An Interview With Laura Tisdall

In light of Women’s History Month, I interviewed assistant professor Laura Tisdall on her views on women’s history and what she finds most interesting. Laura specialises in the histories of childhood, adolescence and ageing, and is also particularly interested in the history of sexuality, psychology and oral history. She came to Durham in September 2017 after spending three years teaching at the University of Oxford.

What interests you most about the history of women?

I’m especially interested at the moment in what the lesbian Jewish feminist Adrienne Rich calls ‘the lesbian continuum’; how connections between women, whether these are sexual connections or not, need to be centred both in history and in the present day.

What is your favourite moment in women’s history/ what do you think was the most important development for women in Britain in the 20th Century?

I think the establishment of the NHS and the welfare state after the Second World War was hugely important for women, who benefit disproportionately from healthcare and social security provision as unpaid carers and lower-paid workers. The NHS has also been a very significant employer of women, notably ethnic minority and immigrant women.

How do you think women’s history as a discipline has grown or progressed over time?

In short, it has changed from a history that mainstream historians didn’t take seriously to something everybody has to at least pay lip service to. Keith Thomas, an historian of early modern Britain, remembered that when he gave his first lectures on women’s history at Oxford in the early 1960s ‘virtually nobody came’. Nowadays, I find that when my colleagues and I teach courses on the history of sexuality and gender they are consistently oversubscribed.

What do you think the next ‘big thing’/development in women’s history will be?

Difficult question! I think there is an increasing awareness of the need to think about feminism more globally. In my own work, as I mentioned above, I’m interested in linking the histories of adolescence, sexuality and gender by thinking about how assumptions of heterosexuality condition girls’ narratives of ‘growing up’ in post-war Britain. In other words, could girls in the 1950s and 1960s only see themselves as ‘grown up’ once they had got married to a man, and what impact did this have on young lesbians?

In terms of the history of gender more broadly, do you think it is important to consider ‘women’s history’ as a separate branch?

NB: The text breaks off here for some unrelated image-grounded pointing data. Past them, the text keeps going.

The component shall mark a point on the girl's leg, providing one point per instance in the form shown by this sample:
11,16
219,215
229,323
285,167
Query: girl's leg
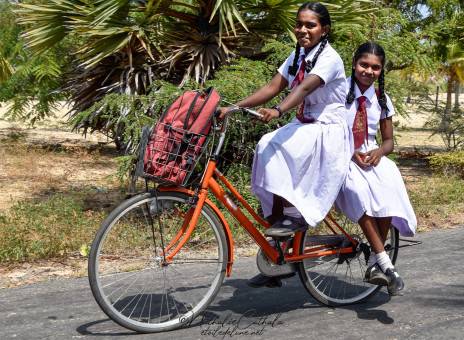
383,224
371,230
376,230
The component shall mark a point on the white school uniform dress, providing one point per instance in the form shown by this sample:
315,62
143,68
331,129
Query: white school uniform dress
306,163
377,191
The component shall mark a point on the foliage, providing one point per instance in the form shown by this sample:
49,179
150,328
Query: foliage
43,229
122,46
31,80
449,163
449,125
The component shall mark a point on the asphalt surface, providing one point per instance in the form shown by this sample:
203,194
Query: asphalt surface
431,307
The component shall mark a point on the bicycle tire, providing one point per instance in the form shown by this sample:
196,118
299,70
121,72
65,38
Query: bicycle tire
126,274
337,280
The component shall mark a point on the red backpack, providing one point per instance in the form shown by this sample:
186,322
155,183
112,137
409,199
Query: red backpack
179,137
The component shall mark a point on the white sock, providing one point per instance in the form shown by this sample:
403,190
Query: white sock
292,212
384,261
372,259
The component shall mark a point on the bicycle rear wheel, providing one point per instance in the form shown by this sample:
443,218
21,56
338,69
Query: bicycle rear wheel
126,271
337,280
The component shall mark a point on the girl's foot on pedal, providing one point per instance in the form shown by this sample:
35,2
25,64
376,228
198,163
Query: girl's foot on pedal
375,276
395,282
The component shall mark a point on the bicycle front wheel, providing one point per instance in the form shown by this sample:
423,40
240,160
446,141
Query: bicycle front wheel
337,280
128,276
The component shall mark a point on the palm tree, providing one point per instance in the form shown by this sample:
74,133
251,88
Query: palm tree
125,44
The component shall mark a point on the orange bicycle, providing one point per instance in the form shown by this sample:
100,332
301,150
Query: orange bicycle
159,259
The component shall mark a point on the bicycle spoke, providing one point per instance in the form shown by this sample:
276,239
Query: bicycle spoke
129,277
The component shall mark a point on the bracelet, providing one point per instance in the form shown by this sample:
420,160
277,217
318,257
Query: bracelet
277,107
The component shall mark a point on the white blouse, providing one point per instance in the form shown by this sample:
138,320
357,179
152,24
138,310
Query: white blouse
328,101
374,111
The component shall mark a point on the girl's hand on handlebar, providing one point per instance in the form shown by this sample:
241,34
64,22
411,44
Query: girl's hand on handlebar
373,157
268,114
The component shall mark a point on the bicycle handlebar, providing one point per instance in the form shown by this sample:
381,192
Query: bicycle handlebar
232,110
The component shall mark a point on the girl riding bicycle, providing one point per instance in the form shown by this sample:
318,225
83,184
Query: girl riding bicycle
374,194
303,163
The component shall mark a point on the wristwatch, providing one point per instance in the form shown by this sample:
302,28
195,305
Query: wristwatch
277,107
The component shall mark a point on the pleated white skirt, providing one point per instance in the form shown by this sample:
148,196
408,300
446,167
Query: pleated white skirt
304,163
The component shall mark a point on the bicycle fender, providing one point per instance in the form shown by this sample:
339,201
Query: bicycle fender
222,219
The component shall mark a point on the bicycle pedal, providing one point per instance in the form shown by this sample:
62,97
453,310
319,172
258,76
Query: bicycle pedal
282,238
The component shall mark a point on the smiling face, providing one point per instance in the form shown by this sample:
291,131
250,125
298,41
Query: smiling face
308,29
367,70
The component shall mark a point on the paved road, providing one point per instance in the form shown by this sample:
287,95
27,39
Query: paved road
432,306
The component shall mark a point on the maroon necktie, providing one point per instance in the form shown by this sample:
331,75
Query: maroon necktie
360,123
297,81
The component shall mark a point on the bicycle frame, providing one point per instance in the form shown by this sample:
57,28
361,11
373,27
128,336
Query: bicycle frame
209,184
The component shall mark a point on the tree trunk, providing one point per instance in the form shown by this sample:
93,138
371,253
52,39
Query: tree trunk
456,96
449,91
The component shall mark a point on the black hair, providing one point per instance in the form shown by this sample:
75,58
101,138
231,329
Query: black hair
375,49
324,19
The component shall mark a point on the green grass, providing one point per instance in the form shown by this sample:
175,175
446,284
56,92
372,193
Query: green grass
49,228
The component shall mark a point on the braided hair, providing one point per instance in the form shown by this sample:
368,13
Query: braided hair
324,18
375,49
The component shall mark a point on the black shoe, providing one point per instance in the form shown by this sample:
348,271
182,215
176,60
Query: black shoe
287,226
374,275
262,280
395,282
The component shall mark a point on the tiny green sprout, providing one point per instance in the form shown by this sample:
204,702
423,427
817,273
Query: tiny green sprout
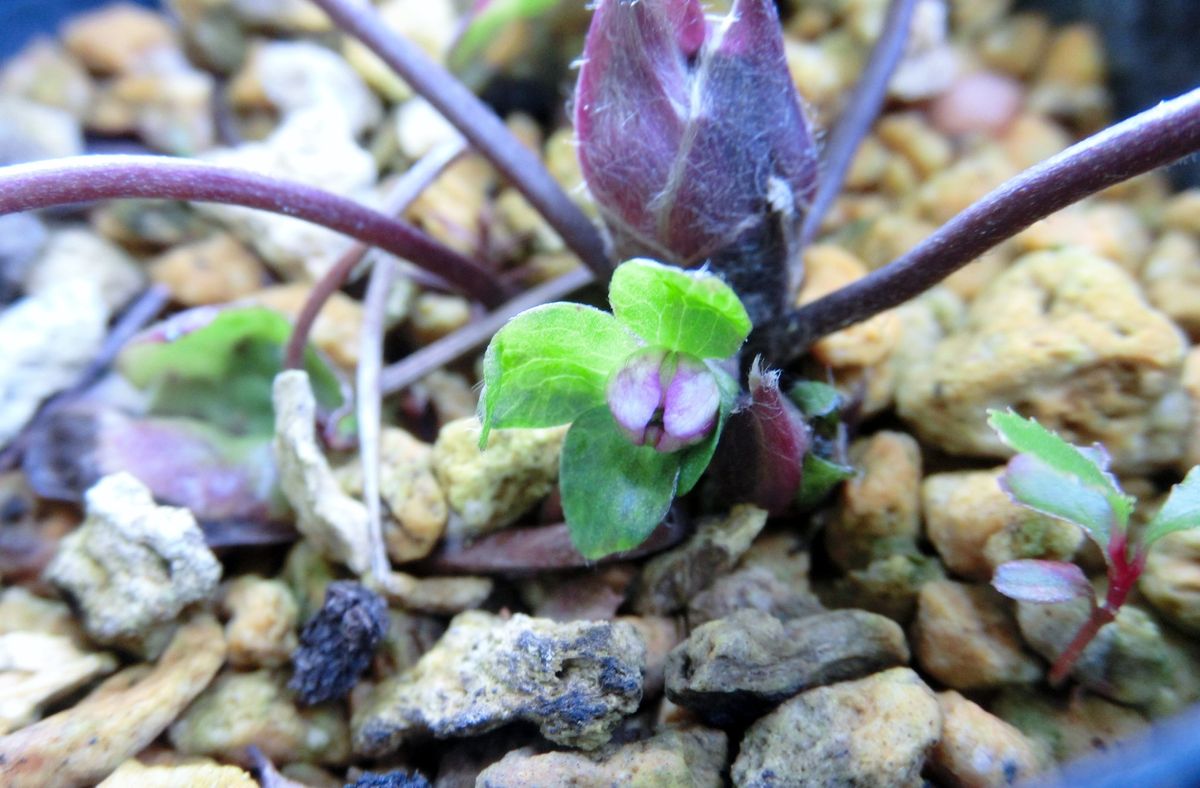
1074,483
643,390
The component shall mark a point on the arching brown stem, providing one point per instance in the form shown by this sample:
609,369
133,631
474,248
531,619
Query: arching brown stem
83,179
1145,142
486,132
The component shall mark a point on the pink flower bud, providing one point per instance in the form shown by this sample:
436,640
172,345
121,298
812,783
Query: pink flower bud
664,399
693,140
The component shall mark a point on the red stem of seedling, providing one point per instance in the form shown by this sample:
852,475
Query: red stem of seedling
1123,573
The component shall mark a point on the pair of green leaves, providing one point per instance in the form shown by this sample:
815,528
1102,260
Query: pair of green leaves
551,366
1074,483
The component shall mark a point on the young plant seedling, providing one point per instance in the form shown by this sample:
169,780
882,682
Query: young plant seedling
1074,483
643,390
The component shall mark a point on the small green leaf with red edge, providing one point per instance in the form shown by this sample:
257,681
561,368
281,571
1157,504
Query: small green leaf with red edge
1035,485
1042,582
1180,512
1089,467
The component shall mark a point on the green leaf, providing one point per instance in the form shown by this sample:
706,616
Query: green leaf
1036,485
1042,582
1180,512
688,311
487,23
549,365
1090,469
613,493
819,479
695,459
815,399
217,366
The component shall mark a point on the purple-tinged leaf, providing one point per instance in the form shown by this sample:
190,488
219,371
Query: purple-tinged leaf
693,140
1089,467
184,463
1035,485
761,455
613,494
1042,582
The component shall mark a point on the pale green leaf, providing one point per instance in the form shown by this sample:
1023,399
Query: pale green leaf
1180,512
1029,437
486,24
1036,485
819,479
688,311
613,493
549,365
219,366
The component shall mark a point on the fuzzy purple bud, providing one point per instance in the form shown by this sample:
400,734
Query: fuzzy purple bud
665,399
693,140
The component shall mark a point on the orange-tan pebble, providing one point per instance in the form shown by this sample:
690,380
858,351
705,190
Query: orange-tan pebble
118,38
214,270
263,619
827,269
979,102
336,330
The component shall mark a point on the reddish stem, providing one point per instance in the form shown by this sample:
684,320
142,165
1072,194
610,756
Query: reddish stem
1066,661
84,179
1123,573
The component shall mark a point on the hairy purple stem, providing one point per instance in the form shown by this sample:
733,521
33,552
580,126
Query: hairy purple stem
1137,145
370,405
485,131
83,179
411,185
859,114
437,354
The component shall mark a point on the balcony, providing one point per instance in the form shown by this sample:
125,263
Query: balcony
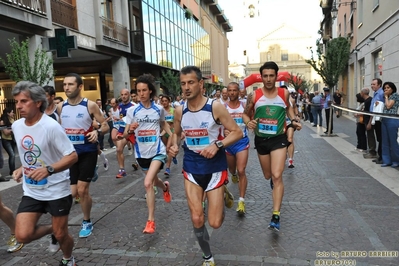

Yes. If we take women’s history to be the study of the female biological sex class, then I think female relationships with their own bodies and of the oppression surrounding common experiences of e.g. menstruation, pregnancy, child-bearing and menopause is an important and little-studied topic. If we think women’s history should be about all those who identify as women (and I think we can do both), it is still important to separate it from gender history more broadly so we continue to centre the actual experiences of women in history, not just changing ideas of femininity and masculinity.

Feminism is obviously still a much debated and discussed idea. In your own opinion, and with knowledge of its origins, do you think feminism still has a place today? Why/why not?

Yes. Because we still live in a patriarchy. Unfortunately, patriarchy is generally very good at convincing people that there is ‘no need’ for feminism or that earlier problems of misogyny and oppression are either not problems or have already been solved. We need feminism to remind us that patriarchy is neither confined to history, nor an inevitable fact of life.

What do you think the impact of movements such as ‘HeforShe’ will be on the study of women over history?

As I understand HeforShe, it’s about getting men and boys more involved in movements for gender equality. This is great – I think men can be feminists and that they have a part to play in feminism. However, from an historical perspective, it’s worth noting that second-wave feminist movements in the 1970s often foregrounded female-only space because of the tendency for male voices to dominate, especially because, it was argued, women are socialised and conditioned to make space for men.

Men suffer under patriarchy but are still advantaged by it relative to women – so it’s important that women lead the resistance to patriarchy. Men have done brilliant work challenging toxic masculine norms e.g. in relation to men’s mental health, male rape victims and gay/bisexual identities, and it seems to me that this should be a priority for feminist men.

Do you have a favourite woman in history?

To me, one of the good things about women’s history is that it discards the ‘great men’ theory of history and focuses on collective effort and struggle. So not really – but I particularly admire the work of second-wave feminists, especially the black feminist writers bell hooks, Audre Lorde and Angela Davis.

If you could go back to any era/place in history, what would it be and why?

Provided that I don’t have to stay there, I would love to go back to the late medieval fenland because I am currently writing a novel about time travel to the late medieval fenland and this would make it surprisingly accurate.

A big thank you to Laura for sharing her insights and expertise on women’s history and for educating us on her experiences studying in this field.